Generally, your question is so broad that it can't reasonably be dealt with in a brief forum like this.
The other attorney is correct on the general law.
In terms of a brief additional answer, there are two issues I see: (1) Even if you are talking about a single act (e.g., a single period of time, rather than multiple periods of time during the same day or possibly over multiple days), the specific facts of your case will influence whether any merger of the offenses occurs, because while you may have a single event period, multiple acts (i.e., criminal offenses) could technically still occur, and you technically be guilty of all of those, while they are all linked factually.
(2) Under the law, there is a doctrine known as the "merger doctrine" re: sentencing -- generally, the elements of related offenses at issue in the particular case are examined to determine whether they share elements.

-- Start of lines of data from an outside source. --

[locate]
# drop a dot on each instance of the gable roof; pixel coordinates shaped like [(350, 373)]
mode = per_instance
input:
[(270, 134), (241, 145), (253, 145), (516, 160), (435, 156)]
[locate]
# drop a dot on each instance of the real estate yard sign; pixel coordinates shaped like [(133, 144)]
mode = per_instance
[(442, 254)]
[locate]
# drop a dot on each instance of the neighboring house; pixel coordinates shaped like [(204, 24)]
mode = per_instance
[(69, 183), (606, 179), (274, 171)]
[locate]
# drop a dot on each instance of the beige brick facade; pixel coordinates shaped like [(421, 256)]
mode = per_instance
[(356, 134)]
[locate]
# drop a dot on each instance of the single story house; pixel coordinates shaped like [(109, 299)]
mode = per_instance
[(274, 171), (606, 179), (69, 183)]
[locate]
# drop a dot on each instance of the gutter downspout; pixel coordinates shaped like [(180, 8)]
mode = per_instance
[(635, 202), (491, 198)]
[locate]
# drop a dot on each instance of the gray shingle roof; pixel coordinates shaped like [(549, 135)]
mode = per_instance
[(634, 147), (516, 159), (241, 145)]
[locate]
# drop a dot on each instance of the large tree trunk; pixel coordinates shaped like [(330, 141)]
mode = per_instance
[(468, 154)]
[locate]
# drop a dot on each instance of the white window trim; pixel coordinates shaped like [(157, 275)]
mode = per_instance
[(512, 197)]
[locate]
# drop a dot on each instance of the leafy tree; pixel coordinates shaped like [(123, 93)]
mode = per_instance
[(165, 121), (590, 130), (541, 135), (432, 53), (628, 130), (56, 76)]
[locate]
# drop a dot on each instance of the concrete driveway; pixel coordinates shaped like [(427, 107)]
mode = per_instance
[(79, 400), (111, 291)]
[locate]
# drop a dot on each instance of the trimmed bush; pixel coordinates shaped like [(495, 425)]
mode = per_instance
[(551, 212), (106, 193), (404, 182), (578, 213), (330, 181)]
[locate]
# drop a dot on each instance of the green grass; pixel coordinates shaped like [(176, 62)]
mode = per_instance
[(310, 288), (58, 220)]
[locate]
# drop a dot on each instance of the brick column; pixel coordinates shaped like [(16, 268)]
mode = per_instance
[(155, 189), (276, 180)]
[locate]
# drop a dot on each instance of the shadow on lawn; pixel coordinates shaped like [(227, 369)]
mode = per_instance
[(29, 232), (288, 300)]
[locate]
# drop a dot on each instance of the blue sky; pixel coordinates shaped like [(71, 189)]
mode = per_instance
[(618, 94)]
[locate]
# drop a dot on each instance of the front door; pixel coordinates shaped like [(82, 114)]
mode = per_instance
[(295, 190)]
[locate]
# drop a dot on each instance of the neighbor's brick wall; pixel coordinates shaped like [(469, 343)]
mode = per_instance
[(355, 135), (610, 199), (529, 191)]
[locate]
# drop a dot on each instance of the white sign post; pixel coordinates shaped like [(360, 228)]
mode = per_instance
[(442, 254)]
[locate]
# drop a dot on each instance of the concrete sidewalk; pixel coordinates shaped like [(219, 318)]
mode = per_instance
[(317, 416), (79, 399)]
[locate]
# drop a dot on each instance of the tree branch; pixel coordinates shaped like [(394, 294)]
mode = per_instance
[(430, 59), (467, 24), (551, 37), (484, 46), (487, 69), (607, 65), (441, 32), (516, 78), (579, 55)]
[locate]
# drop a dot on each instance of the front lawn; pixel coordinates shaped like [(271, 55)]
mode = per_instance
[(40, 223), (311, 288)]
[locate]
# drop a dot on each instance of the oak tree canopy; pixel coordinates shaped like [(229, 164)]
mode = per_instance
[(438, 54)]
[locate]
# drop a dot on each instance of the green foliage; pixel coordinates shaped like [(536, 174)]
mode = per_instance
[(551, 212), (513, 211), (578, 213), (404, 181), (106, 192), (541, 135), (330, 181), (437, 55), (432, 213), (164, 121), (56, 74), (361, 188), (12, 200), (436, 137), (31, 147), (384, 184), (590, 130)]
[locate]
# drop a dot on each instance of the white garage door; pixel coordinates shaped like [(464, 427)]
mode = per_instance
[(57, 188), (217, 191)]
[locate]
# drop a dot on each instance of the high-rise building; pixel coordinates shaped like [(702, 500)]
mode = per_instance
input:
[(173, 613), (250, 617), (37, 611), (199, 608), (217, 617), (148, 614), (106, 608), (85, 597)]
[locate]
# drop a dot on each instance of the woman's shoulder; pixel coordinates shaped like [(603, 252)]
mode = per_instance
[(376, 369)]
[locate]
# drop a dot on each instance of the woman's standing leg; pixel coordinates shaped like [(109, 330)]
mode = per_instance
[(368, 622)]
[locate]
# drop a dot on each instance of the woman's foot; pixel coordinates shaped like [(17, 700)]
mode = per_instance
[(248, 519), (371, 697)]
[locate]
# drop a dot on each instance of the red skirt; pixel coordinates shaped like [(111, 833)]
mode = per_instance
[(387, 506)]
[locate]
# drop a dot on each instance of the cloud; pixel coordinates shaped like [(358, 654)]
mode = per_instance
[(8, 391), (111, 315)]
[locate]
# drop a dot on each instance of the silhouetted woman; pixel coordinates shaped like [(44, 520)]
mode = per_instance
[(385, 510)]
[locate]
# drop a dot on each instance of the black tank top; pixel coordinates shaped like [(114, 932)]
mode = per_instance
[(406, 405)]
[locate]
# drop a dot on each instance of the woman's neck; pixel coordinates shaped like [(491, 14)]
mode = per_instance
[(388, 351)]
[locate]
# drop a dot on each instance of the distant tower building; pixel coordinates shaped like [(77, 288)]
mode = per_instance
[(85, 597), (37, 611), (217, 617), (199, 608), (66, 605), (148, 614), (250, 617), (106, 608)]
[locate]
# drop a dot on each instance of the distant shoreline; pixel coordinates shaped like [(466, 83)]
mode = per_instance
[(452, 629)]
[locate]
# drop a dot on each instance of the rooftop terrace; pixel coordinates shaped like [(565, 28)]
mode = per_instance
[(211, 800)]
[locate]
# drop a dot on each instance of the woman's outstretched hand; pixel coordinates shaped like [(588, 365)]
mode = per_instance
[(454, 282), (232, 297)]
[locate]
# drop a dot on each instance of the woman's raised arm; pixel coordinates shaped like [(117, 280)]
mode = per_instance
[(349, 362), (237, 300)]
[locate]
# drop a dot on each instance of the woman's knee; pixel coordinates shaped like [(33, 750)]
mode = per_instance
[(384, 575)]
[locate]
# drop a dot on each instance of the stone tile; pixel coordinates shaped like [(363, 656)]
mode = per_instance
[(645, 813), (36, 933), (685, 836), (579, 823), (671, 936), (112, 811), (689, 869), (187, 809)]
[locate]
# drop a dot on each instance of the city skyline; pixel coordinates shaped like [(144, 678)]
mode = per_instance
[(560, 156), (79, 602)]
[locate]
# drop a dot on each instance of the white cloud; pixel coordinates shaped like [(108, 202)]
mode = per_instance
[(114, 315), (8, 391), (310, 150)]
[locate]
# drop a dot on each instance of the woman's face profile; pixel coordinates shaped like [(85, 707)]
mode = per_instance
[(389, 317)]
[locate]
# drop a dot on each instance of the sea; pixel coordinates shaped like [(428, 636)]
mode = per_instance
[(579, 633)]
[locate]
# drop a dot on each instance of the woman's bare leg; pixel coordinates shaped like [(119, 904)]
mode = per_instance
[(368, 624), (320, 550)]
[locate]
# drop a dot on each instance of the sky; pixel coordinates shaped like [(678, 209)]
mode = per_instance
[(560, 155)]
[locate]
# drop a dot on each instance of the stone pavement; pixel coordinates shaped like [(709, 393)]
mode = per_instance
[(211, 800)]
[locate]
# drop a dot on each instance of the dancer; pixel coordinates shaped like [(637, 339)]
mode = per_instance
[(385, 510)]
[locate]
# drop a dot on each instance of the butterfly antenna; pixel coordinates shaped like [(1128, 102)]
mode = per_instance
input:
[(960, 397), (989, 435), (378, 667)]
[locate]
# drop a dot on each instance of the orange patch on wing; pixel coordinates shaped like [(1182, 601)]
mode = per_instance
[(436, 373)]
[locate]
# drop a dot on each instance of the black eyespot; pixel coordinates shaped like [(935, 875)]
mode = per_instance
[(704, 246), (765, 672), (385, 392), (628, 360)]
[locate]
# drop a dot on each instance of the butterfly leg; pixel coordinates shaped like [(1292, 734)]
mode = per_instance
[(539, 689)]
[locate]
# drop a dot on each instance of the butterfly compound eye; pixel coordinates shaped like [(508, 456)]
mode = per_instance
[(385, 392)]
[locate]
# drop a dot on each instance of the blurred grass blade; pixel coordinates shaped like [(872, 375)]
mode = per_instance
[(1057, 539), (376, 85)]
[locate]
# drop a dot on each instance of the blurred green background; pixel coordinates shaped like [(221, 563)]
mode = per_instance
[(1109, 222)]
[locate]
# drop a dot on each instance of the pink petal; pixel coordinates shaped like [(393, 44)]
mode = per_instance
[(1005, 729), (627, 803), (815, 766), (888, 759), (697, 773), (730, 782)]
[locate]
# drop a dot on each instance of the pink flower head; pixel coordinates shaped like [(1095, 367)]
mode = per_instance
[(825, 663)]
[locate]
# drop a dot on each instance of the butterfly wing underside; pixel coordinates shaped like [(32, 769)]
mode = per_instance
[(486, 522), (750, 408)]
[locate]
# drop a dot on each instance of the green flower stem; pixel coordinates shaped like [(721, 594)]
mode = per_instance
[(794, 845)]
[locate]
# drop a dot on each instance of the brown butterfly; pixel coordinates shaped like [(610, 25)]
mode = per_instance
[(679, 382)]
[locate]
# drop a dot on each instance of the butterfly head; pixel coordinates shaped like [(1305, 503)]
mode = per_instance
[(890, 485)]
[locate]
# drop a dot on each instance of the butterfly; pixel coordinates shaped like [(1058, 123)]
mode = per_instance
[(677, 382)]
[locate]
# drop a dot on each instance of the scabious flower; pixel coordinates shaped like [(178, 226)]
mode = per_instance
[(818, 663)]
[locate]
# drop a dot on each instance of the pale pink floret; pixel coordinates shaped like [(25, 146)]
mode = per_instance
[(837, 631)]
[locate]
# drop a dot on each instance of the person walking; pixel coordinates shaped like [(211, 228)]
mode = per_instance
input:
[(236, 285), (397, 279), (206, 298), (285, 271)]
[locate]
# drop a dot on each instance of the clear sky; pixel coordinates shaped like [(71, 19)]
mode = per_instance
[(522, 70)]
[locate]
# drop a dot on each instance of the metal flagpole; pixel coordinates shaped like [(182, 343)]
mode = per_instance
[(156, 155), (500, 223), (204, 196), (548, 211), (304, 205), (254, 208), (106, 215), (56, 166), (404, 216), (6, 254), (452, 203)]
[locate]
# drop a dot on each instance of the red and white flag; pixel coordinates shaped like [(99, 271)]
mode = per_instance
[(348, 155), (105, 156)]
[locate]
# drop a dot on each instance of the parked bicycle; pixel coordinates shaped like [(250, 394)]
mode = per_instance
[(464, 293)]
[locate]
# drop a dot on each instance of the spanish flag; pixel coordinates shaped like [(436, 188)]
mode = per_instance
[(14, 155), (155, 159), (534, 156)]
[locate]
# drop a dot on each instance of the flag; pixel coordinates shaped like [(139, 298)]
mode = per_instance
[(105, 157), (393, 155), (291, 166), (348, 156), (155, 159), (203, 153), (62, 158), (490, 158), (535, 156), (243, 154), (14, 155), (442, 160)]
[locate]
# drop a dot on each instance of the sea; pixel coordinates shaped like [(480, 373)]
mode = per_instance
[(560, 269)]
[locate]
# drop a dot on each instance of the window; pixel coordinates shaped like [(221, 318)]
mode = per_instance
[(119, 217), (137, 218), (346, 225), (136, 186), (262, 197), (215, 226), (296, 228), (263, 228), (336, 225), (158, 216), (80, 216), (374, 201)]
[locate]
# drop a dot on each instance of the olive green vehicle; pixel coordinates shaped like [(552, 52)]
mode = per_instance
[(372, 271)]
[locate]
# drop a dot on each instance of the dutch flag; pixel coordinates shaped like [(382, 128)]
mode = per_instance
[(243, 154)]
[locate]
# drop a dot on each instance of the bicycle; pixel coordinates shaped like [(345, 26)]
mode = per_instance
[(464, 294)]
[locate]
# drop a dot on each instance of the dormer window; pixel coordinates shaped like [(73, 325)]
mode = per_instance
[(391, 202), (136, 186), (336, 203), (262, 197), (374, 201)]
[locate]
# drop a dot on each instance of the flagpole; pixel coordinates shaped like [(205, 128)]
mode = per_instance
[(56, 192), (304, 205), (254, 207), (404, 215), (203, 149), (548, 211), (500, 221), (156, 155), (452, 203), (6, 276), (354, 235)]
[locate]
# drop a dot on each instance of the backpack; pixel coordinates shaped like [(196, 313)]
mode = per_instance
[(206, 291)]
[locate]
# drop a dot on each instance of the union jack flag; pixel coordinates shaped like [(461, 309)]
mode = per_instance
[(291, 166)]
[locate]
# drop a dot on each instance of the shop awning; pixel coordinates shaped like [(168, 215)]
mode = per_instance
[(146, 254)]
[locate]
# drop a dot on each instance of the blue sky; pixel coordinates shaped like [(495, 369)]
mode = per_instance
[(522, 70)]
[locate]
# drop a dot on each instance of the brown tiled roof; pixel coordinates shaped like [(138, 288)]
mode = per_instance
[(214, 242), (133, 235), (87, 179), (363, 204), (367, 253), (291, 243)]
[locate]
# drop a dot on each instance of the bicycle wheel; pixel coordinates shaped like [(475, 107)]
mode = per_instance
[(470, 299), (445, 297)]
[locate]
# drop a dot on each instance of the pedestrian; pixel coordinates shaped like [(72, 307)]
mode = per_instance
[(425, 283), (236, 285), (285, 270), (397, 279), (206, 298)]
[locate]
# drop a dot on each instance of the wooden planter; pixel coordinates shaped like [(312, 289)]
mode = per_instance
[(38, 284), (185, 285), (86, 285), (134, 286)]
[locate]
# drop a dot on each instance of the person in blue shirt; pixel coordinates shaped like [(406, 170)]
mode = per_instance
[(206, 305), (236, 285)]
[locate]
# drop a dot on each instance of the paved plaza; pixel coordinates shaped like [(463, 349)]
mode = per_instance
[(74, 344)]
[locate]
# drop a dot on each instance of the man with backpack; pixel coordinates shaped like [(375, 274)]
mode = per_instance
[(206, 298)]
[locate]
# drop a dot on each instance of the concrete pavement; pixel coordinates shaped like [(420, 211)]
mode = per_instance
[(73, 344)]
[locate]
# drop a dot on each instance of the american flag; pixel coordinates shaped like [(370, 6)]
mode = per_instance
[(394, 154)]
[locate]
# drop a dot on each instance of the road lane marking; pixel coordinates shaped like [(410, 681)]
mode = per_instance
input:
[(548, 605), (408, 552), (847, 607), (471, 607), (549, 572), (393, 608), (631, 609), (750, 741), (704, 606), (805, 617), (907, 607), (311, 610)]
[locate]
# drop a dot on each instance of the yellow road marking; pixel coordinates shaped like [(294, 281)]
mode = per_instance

If there is a sharing of elements, one or more of the offenses may merge entirely within a more severe offense (e.g., assault merging into armed robbery) and you only be convicted (or sentenced, depending on the particular case, etc.) for the more severe offense. (In the alternative, one or more of the lesser offenses may be what you get convicted or sentenced for rather than the more severe offense). In the event that the merger is not complete (i.e., all elements fitting within another offense), the possibility still exists of at least being convicted of multiple offenses.
Notwithstanding, a defense attorney would likely argue at one or more points in the trial (or pre-trial with motions, etc.) that a merger possibly does exist, and so before the jury gets the case re: jury deliberations, the court and the attys should sort out whether it is necessary to actually proceed on all the charges, esp. if there does appear to be a duplication of facts and/or of elements for the offenses. This helps to streamline the process and the issues actually being tried.
Mr. Ellis has a good statement of issues.
But there's another point- Aggravated CM carries such a draconian sentence (25 year minimum, parole imitations, and life on probation...) that it really does not matter much whether the other two charges merge because it was one act.
If the defendant's attorney is looking at it that way, I would hope that the attorney would consider the rule of lenity- that the same act can be punished three ways, so it should be punished in the least punitive manner.... It worked for Marcus Dixon, and most certainly should be considered here. Jut a thought. And if the accused doesn't have a lawyer, get one.